6.  Food for quarantine. There is no way around it, quarantine is going to be rough. You will NOT be allowed to leave your apartment. I found it really helped to have some comfort food from home packed in my suitcase. Even if you can figure out how to order food to your apartment, most of your options will be Korean food. Having some favorite foods from home will help ease the transition into a different culture.

Quarantine Food
This is the box of food I recieved from the city of Daegu to help get me through my quarantine. Without the generous help of some of the other foreign teachers at my school, it would have been the only food I had for two weeks!

7.  Essential paperwork/pictures. CIEE will give you a pretty comprehensive list of paperwork to bring with you that covers everything you could really need in case of an emergency. The only thing I would add to their list is to bring MULTIPLE copies of the small, passport size photos. You will need at least one for your ARC card, and it never hurts to have backups in case the bank or the education department decides they want one too.

8.  SIM card. Unlock your phone and order a Korean SIM card before you arrive in Korea. Don’t get stuck trying to order a SIM card to your apartment during quarantine. 

9.  Korean Cash - there will be times when your foreign credit card won't work, so having cash right away can be really helpful. With quaratine being the way it is right now, you won't be able to exchange any money at the airport either. So plan ahead and change money at your bank in the US before you arrive. Until your bank account is set up in Korea (which will take 6-8 weeks) you will have to rely solely on cash or your credit card, so bring enough cash to last. 

10.  KN94/KN95 masks. Cloth masks are not usually worn in South Korea. You can easily buy masks once you are here, but you will want to make sure you have enough to get through the first 2-3 weeks.

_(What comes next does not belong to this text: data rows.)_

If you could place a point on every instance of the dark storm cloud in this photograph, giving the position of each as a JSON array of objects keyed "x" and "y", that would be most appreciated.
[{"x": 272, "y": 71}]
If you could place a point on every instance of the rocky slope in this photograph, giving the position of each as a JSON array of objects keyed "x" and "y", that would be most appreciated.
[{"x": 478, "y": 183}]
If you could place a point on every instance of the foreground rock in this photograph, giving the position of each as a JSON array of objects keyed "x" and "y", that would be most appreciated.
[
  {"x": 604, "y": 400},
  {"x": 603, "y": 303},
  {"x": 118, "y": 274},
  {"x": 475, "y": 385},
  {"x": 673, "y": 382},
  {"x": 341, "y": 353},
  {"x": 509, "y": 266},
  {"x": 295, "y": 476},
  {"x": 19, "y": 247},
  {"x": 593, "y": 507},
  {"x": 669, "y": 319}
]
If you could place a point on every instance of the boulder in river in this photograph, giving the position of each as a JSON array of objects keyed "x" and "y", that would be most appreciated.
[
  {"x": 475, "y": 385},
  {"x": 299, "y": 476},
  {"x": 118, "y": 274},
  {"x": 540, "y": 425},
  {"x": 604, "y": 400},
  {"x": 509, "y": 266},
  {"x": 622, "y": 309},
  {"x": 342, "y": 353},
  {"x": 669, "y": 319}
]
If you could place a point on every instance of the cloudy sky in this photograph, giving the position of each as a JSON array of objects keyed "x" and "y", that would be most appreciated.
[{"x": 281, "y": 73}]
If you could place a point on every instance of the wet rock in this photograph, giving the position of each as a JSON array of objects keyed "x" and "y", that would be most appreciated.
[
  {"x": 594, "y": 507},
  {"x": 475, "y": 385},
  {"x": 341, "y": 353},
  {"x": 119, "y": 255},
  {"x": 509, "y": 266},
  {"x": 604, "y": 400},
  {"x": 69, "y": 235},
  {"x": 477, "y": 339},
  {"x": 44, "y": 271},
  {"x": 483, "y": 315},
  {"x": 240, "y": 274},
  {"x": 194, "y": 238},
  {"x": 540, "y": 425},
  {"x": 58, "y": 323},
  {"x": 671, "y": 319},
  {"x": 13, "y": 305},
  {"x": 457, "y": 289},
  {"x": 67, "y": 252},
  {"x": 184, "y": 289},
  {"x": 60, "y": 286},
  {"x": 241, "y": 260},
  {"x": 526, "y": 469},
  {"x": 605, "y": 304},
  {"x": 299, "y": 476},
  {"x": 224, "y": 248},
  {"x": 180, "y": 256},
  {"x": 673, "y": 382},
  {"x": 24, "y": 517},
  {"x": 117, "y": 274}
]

11.  Enough toiletries to last 1 month. Don’t pack full size bottles! It will take up so much space. If you have have any specialty products you can't live without, you can decide whether to bring extra with you, or pay extra to have it shipped from the US. It's up to you.

 

Remember, South Korea is a first world country. Anything that is not listed above can be purchased once you arrive. Most of this list is focused on getting you through quarantine and the first 2-3 months of your time in Korea. During that time you will be focused on getting your ARC, opening a bank account, and completeing other essential tasks that need to be done soon after your arrival. The less you can stress about the small things like allergy medication or setting up your SIM card, the easier those first few months will be. Once you get out of quarantine you can ask the other foreign teachers at your school all about the best shopping places, both online and in person. They will help you to get set up with everything you will need to know!